Neglect of the mother’s health is seen especially after birth or the postpartum period, when postnatal care of the baby becomes more important than postpartum care of the mother. I would argue that the neglect of quality postpartum care of the mother is a major contributing factor to high maternal death rates. In the design of integrated Maternal/Newborn Health (MNH) or Maternal Child Health (MCH) programs and interventions, particularly in the postpartum period, the “M” in MCH or MNH should not be forgotten: postnatal care of the baby without postpartum care of the mother is a job half done!
My research is dedicated to improving maternal health outcomes during the postpartum period, the timeframe when mothers are at highest risk for maternal deaths. Specifically, I examine patient and healthcare facility factors that influence access to quality postpartum care among vulnerable populations in Sub-Saharan Africa and the United States. In many settings in Sub-Saharan Africa, quality postpartum care, education, and support for the mother are often missing components in postnatal care, which focuses on care of the baby. In Malawi, I examined whether women who delivered in health facilities received the recommended postpartum clinical assessments before discharge, and found that although women delivered in health facilities with skilled birth attendants, most were not examined after delivery. I have also assessed midwives’ knowledge of postpartum care and complications among 245 midwives in four hospitals in Tamale and found significant knowledge gaps in care of the postpartum patient and recognition of warning signs of life-threatening complications.
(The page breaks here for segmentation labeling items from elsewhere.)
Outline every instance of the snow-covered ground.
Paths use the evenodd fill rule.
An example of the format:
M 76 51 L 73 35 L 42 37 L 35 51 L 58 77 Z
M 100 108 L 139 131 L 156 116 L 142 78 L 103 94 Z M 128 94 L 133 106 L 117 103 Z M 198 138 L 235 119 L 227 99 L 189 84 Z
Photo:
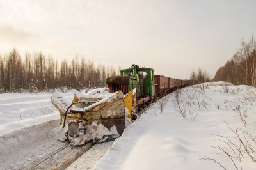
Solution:
M 219 169 L 221 166 L 234 169 L 234 164 L 238 169 L 241 166 L 243 169 L 255 169 L 255 163 L 243 151 L 243 144 L 256 149 L 256 142 L 252 140 L 256 136 L 256 89 L 219 82 L 188 87 L 168 97 L 161 114 L 159 104 L 151 105 L 112 146 L 106 144 L 105 149 L 109 149 L 105 155 L 106 151 L 96 151 L 99 156 L 95 156 L 94 163 L 86 169 L 93 168 L 96 162 L 96 169 Z M 70 102 L 74 97 L 72 92 L 61 95 Z M 0 138 L 12 135 L 12 140 L 1 139 L 4 141 L 2 143 L 0 140 L 0 149 L 7 146 L 8 142 L 13 143 L 15 139 L 24 140 L 19 128 L 58 118 L 56 110 L 40 109 L 52 107 L 51 96 L 51 93 L 0 95 Z M 44 110 L 52 114 L 43 113 Z M 26 132 L 22 129 L 20 132 Z M 12 132 L 13 130 L 16 131 Z M 7 132 L 8 135 L 3 135 Z M 29 137 L 33 135 L 36 137 L 36 134 Z M 236 135 L 243 143 L 237 140 Z M 27 143 L 29 150 L 30 141 Z M 26 150 L 25 145 L 22 147 Z M 249 147 L 247 149 L 255 159 L 255 153 Z M 0 154 L 1 164 L 4 157 Z M 83 157 L 92 160 L 93 156 Z M 236 158 L 241 159 L 241 165 Z M 81 158 L 69 168 L 84 169 L 84 159 Z
M 60 93 L 68 102 L 74 93 Z M 51 102 L 51 93 L 5 93 L 0 95 L 0 134 L 60 118 Z

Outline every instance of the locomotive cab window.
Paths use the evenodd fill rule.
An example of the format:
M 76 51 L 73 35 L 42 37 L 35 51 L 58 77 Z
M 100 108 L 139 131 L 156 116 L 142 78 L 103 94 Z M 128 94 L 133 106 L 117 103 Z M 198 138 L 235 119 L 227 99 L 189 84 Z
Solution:
M 138 75 L 139 75 L 140 79 L 148 79 L 148 71 L 138 71 Z
M 132 76 L 132 72 L 123 72 L 123 76 Z

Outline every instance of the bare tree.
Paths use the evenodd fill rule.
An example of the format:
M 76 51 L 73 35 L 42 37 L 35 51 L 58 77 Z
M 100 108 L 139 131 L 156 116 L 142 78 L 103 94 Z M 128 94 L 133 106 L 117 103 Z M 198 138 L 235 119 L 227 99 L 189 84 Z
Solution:
M 181 89 L 175 91 L 173 94 L 171 102 L 173 104 L 174 109 L 179 112 L 183 118 L 186 118 L 187 105 L 186 104 L 186 99 L 181 93 Z
M 159 98 L 156 103 L 157 109 L 160 110 L 160 114 L 162 114 L 163 111 L 170 97 L 170 95 L 167 95 L 167 91 L 162 91 L 161 93 L 163 94 L 161 94 L 161 96 L 163 97 Z

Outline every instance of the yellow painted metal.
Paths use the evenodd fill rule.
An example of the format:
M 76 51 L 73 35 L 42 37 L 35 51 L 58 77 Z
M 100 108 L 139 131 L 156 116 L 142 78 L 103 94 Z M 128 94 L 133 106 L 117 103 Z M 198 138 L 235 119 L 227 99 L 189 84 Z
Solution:
M 129 114 L 126 116 L 128 118 L 132 118 L 132 97 L 133 90 L 130 91 L 124 97 L 124 105 L 128 109 Z
M 76 95 L 76 94 L 74 95 L 74 100 L 75 102 L 75 103 L 78 102 L 78 101 L 79 101 L 79 99 L 78 98 L 78 97 Z

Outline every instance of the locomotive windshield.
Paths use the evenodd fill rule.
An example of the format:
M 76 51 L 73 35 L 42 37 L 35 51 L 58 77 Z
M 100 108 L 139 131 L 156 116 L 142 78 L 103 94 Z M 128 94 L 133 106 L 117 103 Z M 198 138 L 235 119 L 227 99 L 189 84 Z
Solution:
M 148 79 L 148 71 L 138 71 L 138 75 L 139 75 L 140 79 Z

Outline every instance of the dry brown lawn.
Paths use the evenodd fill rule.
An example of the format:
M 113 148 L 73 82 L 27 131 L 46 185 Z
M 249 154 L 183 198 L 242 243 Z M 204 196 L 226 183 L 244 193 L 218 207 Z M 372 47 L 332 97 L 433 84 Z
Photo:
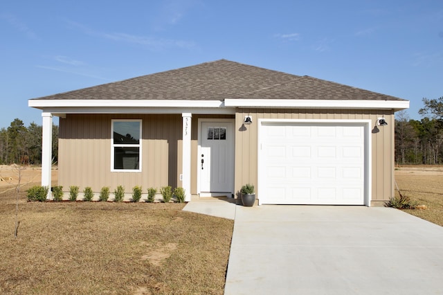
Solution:
M 427 207 L 405 212 L 443 226 L 443 167 L 401 166 L 395 179 L 402 195 Z
M 0 294 L 223 294 L 233 221 L 179 204 L 27 202 L 24 189 L 17 239 L 15 191 L 0 193 Z

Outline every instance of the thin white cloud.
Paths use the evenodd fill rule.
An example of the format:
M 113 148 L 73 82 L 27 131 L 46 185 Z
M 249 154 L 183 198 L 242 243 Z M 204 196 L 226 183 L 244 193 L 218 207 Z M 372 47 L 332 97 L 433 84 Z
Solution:
M 443 64 L 443 54 L 437 53 L 417 53 L 413 55 L 414 62 L 413 66 L 434 67 L 441 66 Z
M 94 79 L 98 79 L 98 80 L 102 80 L 105 81 L 111 81 L 110 79 L 107 79 L 97 75 L 93 75 L 93 74 L 90 74 L 88 73 L 84 73 L 84 72 L 81 72 L 81 71 L 72 71 L 68 69 L 63 69 L 63 68 L 59 68 L 59 67 L 56 67 L 56 66 L 35 66 L 36 67 L 39 68 L 39 69 L 44 69 L 46 70 L 51 70 L 51 71 L 56 71 L 58 72 L 62 72 L 62 73 L 70 73 L 70 74 L 73 74 L 73 75 L 82 75 L 84 77 L 88 77 L 88 78 L 92 78 Z
M 19 19 L 15 15 L 3 13 L 0 15 L 0 19 L 8 22 L 10 26 L 16 30 L 23 33 L 28 38 L 32 39 L 37 39 L 38 37 L 29 27 L 21 20 Z
M 138 36 L 125 33 L 104 33 L 92 30 L 81 24 L 71 21 L 66 21 L 73 27 L 80 29 L 84 33 L 93 37 L 107 39 L 115 42 L 120 42 L 136 45 L 145 46 L 152 50 L 161 50 L 165 48 L 178 47 L 192 49 L 196 47 L 194 42 L 175 40 L 172 39 L 155 38 L 145 36 Z
M 364 30 L 359 30 L 359 31 L 356 32 L 355 35 L 357 36 L 357 37 L 366 36 L 366 35 L 372 34 L 374 31 L 375 31 L 374 28 L 365 28 Z
M 177 25 L 185 18 L 188 11 L 197 5 L 201 0 L 168 0 L 162 1 L 157 17 L 154 19 L 155 30 L 163 30 L 165 25 Z
M 298 41 L 301 37 L 301 35 L 298 33 L 292 33 L 290 34 L 275 34 L 274 37 L 287 41 Z
M 64 55 L 57 55 L 54 57 L 54 60 L 62 64 L 71 64 L 71 66 L 84 66 L 85 62 L 80 60 L 72 60 L 68 57 Z
M 329 44 L 334 43 L 334 39 L 329 38 L 323 38 L 320 39 L 316 44 L 312 47 L 314 51 L 318 52 L 328 51 L 330 48 Z

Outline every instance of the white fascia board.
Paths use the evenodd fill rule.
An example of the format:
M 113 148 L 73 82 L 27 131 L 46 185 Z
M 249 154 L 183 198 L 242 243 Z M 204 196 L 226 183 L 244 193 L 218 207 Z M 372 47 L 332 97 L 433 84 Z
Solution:
M 235 114 L 235 109 L 233 107 L 39 107 L 38 109 L 59 117 L 64 116 L 66 114 Z
M 300 109 L 394 109 L 409 108 L 409 100 L 226 99 L 225 107 Z
M 46 107 L 222 107 L 221 100 L 29 100 L 28 106 Z

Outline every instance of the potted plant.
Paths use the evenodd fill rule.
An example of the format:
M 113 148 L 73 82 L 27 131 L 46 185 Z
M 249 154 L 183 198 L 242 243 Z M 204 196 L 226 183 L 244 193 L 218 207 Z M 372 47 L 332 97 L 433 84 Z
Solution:
M 245 184 L 242 186 L 240 193 L 242 194 L 242 203 L 243 203 L 243 206 L 252 207 L 255 202 L 254 185 L 251 184 Z

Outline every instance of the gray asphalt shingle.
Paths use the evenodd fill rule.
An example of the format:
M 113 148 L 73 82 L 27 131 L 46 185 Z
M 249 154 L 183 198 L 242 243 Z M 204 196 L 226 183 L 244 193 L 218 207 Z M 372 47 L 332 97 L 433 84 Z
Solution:
M 36 99 L 224 100 L 226 98 L 403 100 L 333 82 L 226 60 Z

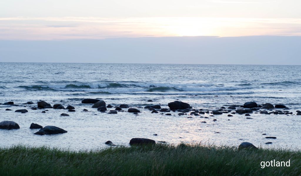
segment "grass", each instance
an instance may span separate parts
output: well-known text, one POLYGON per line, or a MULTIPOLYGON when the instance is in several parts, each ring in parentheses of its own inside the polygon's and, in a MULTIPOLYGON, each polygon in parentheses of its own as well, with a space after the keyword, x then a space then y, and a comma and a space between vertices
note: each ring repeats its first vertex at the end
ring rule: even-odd
POLYGON ((0 175, 299 175, 301 151, 238 150, 181 144, 117 147, 72 151, 47 147, 0 148, 0 175), (290 167, 261 168, 260 162, 290 160, 290 167))

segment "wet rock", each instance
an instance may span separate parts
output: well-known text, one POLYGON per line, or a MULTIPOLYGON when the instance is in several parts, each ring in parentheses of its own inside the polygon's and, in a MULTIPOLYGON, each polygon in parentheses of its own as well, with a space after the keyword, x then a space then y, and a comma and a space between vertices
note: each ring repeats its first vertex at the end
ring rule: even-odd
POLYGON ((283 105, 277 104, 275 105, 275 108, 286 108, 286 106, 283 105))
POLYGON ((51 105, 49 103, 46 103, 44 101, 40 101, 38 102, 38 108, 45 108, 47 107, 51 107, 51 105))
POLYGON ((175 101, 168 103, 168 107, 172 109, 183 109, 189 108, 190 105, 188 103, 182 102, 179 101, 175 101))
POLYGON ((92 105, 92 108, 98 108, 102 106, 105 106, 106 102, 104 100, 99 100, 99 101, 94 103, 94 105, 92 105))
POLYGON ((130 141, 130 145, 155 145, 156 141, 152 139, 145 138, 133 138, 130 141))
POLYGON ((19 129, 17 123, 12 121, 3 121, 0 122, 0 129, 19 129))
POLYGON ((75 108, 74 107, 72 106, 70 106, 70 105, 68 105, 67 107, 66 107, 66 109, 75 109, 75 108))
POLYGON ((85 104, 95 104, 100 100, 98 99, 84 99, 82 100, 82 103, 85 104))
POLYGON ((135 108, 129 108, 128 110, 129 112, 140 112, 140 111, 135 108))
POLYGON ((69 114, 65 114, 64 113, 62 113, 61 114, 61 115, 62 116, 69 116, 69 114))
POLYGON ((212 111, 212 114, 214 115, 219 115, 223 114, 223 113, 218 111, 212 111))
POLYGON ((130 107, 129 105, 125 104, 122 104, 119 105, 119 108, 129 108, 130 107))
POLYGON ((30 124, 30 126, 29 127, 30 129, 40 129, 43 128, 43 127, 36 123, 32 123, 30 124))
POLYGON ((245 103, 244 104, 244 107, 247 108, 257 108, 257 103, 253 102, 249 102, 245 103))
POLYGON ((258 148, 255 147, 255 146, 251 143, 247 142, 243 142, 238 146, 238 150, 241 150, 245 148, 258 149, 258 148))
POLYGON ((274 108, 274 105, 271 103, 265 103, 262 105, 262 107, 267 109, 273 109, 274 108))
POLYGON ((58 134, 67 133, 67 131, 61 128, 54 126, 46 126, 40 129, 34 135, 51 135, 58 134))
POLYGON ((28 111, 27 109, 18 109, 15 111, 16 112, 27 112, 28 111))

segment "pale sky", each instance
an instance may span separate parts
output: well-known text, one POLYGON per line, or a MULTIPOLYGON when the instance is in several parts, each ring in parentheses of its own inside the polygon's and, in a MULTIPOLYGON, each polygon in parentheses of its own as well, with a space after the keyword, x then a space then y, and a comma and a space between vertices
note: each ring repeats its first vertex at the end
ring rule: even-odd
POLYGON ((301 36, 299 0, 1 0, 0 40, 301 36))

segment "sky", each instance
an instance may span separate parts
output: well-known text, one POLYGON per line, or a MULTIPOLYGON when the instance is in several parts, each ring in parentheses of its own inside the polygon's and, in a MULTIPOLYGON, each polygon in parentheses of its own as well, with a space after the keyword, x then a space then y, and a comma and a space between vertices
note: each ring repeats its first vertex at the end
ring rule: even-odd
MULTIPOLYGON (((299 0, 2 0, 0 47, 7 44, 11 48, 2 47, 0 50, 18 52, 20 49, 14 46, 32 41, 43 41, 40 44, 45 46, 51 41, 60 41, 70 44, 73 41, 79 45, 87 41, 91 42, 88 44, 100 44, 111 38, 115 39, 118 45, 124 38, 145 37, 172 41, 166 37, 212 36, 235 40, 241 36, 263 36, 257 38, 259 44, 266 40, 264 36, 292 36, 297 40, 301 36, 300 7, 299 0), (95 43, 93 41, 95 40, 103 40, 95 43)), ((205 41, 201 37, 195 38, 203 41, 200 42, 205 41)), ((135 44, 140 41, 130 40, 135 44)), ((221 41, 214 40, 217 45, 221 41)), ((169 44, 166 45, 168 50, 172 47, 173 44, 169 44)), ((28 49, 28 51, 36 49, 28 49)), ((82 52, 90 56, 86 51, 82 52)), ((194 57, 194 54, 189 56, 194 57)), ((4 55, 0 54, 0 61, 7 60, 4 55)), ((71 59, 66 62, 72 62, 71 59)), ((91 62, 105 61, 101 59, 91 62)), ((165 62, 172 61, 164 59, 165 62)), ((32 59, 23 59, 24 62, 32 59)), ((112 62, 122 60, 115 58, 112 62)))

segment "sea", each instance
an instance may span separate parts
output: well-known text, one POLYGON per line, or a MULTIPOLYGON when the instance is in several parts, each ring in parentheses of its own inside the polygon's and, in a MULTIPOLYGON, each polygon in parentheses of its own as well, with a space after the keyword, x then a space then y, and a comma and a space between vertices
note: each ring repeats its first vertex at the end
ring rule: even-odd
POLYGON ((237 147, 249 142, 264 147, 301 147, 301 116, 296 115, 301 110, 300 65, 0 62, 0 121, 14 121, 20 127, 0 130, 1 147, 25 145, 90 150, 110 147, 104 144, 107 141, 128 146, 133 138, 175 145, 237 147), (138 114, 127 108, 110 114, 82 103, 84 98, 101 99, 113 106, 142 108, 137 108, 141 111, 138 114), (71 105, 76 111, 48 109, 44 113, 45 110, 31 110, 40 100, 51 105, 71 105), (282 104, 293 114, 253 113, 253 119, 246 119, 237 114, 192 116, 171 111, 167 116, 143 108, 154 105, 168 108, 168 103, 176 100, 205 111, 250 101, 282 104), (15 105, 3 104, 10 101, 15 105), (34 103, 24 104, 29 101, 34 103), (28 112, 14 112, 21 109, 28 112), (70 116, 60 116, 62 113, 70 116), (32 123, 68 132, 34 135, 39 129, 29 129, 32 123), (269 142, 272 144, 265 144, 269 142))

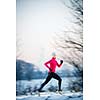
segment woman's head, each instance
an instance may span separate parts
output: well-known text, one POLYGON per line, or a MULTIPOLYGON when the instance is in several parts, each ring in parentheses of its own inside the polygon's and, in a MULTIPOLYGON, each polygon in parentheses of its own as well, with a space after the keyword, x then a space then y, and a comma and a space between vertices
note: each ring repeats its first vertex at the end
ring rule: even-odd
POLYGON ((55 52, 52 53, 52 57, 56 59, 56 53, 55 52))

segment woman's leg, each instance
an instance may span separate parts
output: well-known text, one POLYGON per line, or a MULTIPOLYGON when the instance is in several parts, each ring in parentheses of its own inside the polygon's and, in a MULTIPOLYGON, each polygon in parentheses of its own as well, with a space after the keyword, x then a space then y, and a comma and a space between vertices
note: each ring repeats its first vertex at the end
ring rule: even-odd
POLYGON ((44 83, 41 84, 39 91, 41 91, 41 89, 51 80, 51 78, 52 78, 52 74, 48 73, 48 76, 47 76, 46 80, 44 81, 44 83))
POLYGON ((53 73, 52 77, 58 80, 59 91, 61 91, 61 82, 62 82, 62 79, 56 73, 53 73))

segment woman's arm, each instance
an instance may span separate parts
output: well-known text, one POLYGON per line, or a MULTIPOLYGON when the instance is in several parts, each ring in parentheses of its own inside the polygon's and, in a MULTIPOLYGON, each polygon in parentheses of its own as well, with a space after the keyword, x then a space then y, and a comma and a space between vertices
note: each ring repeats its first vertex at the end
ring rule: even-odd
MULTIPOLYGON (((57 62, 57 61, 56 61, 57 62)), ((61 67, 61 65, 63 64, 63 60, 60 60, 60 64, 58 64, 58 62, 57 62, 57 66, 58 67, 61 67)))
POLYGON ((50 66, 48 66, 48 64, 51 62, 51 60, 50 61, 47 61, 46 63, 44 63, 44 65, 47 67, 47 68, 50 68, 50 66))

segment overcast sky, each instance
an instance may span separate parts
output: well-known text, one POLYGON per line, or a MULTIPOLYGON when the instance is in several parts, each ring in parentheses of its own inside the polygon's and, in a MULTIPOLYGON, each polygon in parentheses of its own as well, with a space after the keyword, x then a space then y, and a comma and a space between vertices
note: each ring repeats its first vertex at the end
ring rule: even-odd
POLYGON ((16 56, 22 52, 20 59, 42 66, 55 51, 50 44, 53 35, 64 30, 69 18, 61 0, 17 0, 16 56))

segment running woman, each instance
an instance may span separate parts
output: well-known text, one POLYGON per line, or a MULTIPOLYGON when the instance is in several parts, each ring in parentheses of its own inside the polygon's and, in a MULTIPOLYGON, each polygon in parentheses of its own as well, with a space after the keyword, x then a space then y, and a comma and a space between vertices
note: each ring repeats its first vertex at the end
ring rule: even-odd
POLYGON ((60 64, 58 64, 58 62, 56 61, 56 54, 53 53, 52 56, 53 56, 52 59, 47 61, 44 64, 49 69, 49 72, 48 72, 48 76, 47 76, 46 80, 44 81, 44 83, 41 84, 40 88, 38 89, 39 92, 51 80, 51 78, 55 78, 55 79, 58 80, 58 86, 59 86, 58 91, 61 91, 61 81, 62 81, 62 79, 60 78, 60 76, 58 76, 55 73, 55 71, 56 71, 56 66, 61 67, 63 60, 60 60, 60 64))

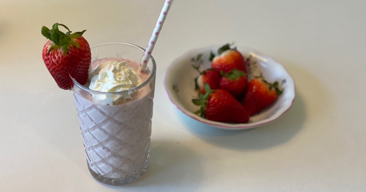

I am currently working to improve postpartum care and education of mothers by implementing and evaluating an intervention known as Focused-PPC in four health centers in Tamale, Ghana. Focused-PPC is an innovative postpartum care, education and support model that integrates recommended clinical care for mother and baby, and includes education and support for mothers in a group setting for up to twelve months after birth. Each group will meet at one-to-two weeks, six weeks, and monthly thereafter for up to one year postpartum following the Ghana Health Service postnatal care schedule. Led by trained midwives in the health centers, each group session will consist of postpartum clinical assessments for mother (in addition to baby), education, and support. Our model will ensure that mothers receive quality postpartum care and education as recommended by the World Health Organization and Ghana Health Service.
Every woman should have the right to quality maternity care services, regardless of where they live or give birth. Mothers are integral to human development. The impact of maternal deaths has lifelong consequences for their babies, older children, families, and the community at large.
Let us persist in our quest to ensure healthy lives for all human beings, including the lives that give life.